Response measure: Per-iteration artifacts are accessible via the experiment or pipeline API, and accessing them does not trigger recomputation of earlier iterations.

QAS-002 — Testability (T1)

Quality attribute: Testability

Stimulus: BDD-based regression tests are executed.

Context: The system is running in CI using simulation fixtures and fixed random seeds.

Artifact: Visibility prediction outputs, calibration solutions, and diagnostic metrics.

Response: The system produces reproducible outputs and fails tests when results deviate beyond defined tolerance bounds.

Response measure: CI fails if any numeric output exceeds configured tolerance thresholds; otherwise, all tests pass deterministically across repeated CI runs.

QAS-003 — Reproducibility (R1)

Quality attribute: Reproducibility

Stimulus: A simulation is generated using a configuration with an explicit random seed.

Context: The system is running under the same code version and runtime environment.

Artifact: Sky model, station layout, observation and predicted visibilities.

Response: The system generates identical artifacts across repeated runs.

Response measure: All generated artifacts are numerically identical within tolerance across repeated executions.

QAS-004 — Reproducibility (R2)

Quality attribute: Reproducibility

Stimulus: A previously saved experiment run is loaded.

Context: The system is running in a new session without recomputing simulation or calibration steps.

Artifact: Saved experiment configuration, per-iteration outputs, and diagnostics.
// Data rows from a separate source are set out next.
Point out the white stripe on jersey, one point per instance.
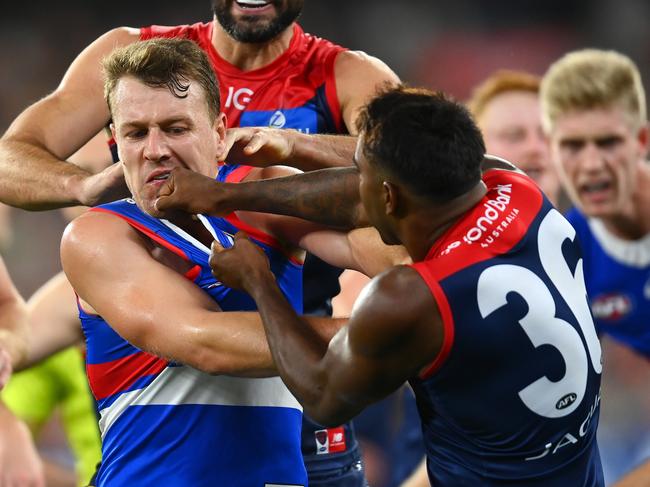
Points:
(186, 385)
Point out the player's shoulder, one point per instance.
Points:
(350, 62)
(396, 307)
(119, 36)
(88, 233)
(397, 292)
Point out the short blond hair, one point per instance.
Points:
(590, 79)
(170, 63)
(502, 81)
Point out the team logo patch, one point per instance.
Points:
(278, 120)
(331, 440)
(611, 307)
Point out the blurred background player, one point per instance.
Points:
(594, 112)
(507, 110)
(270, 73)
Response: The system reconstructs the artifacts required to regenerate diagnostics and analyses.

Response measure: Regenerated diagnostics match the original outputs within tolerance, without invoking recomputation.

QAS-005 — Scientific Validity (V1)

Quality attribute: Scientific validity

Stimulus: A user runs an MVP experiment.

Context: The experiment relies on simplified assumptions (e.g. scalar Stokes I, no w-term, no DDE, no CLEAN).

Artifact: Experiment outputs (images, diagnostics, calibration solutions).

Response: The system presents the active assumptions and known limitations alongside the results.

Response measure: All outputs visibly include the active assumptions and out-of-scope effects at the time results are displayed.

QAS-006 — Scientific Validity (V2)

Quality attribute: Scientific validity

Stimulus: Diagnostics are generated for a self-calibration iteration or completed run.

Context: The run exhibits indicators of failure, divergence, or overfitting.

Artifact: Diagnostic metrics and summary reports.

Response: The system emits warnings linked to specific measurable triggers and thresholds.

Response measure: Each warning references at least one metric and threshold, and warnings are present whenever predefined failure conditions are met.

QAS-007 — Modularity (M1)

Quality attribute: Modularity

Stimulus: The core library is imported and executed.

Context: UI and visualisation dependencies are not installed.

Artifact: Core simulation, prediction, and calibration modules.

Response: The system imports and executes core functionality without requiring UI or visualisation libraries.

Response measure: All core modules import successfully and pass functional tests in an environment where UI dependencies are absent.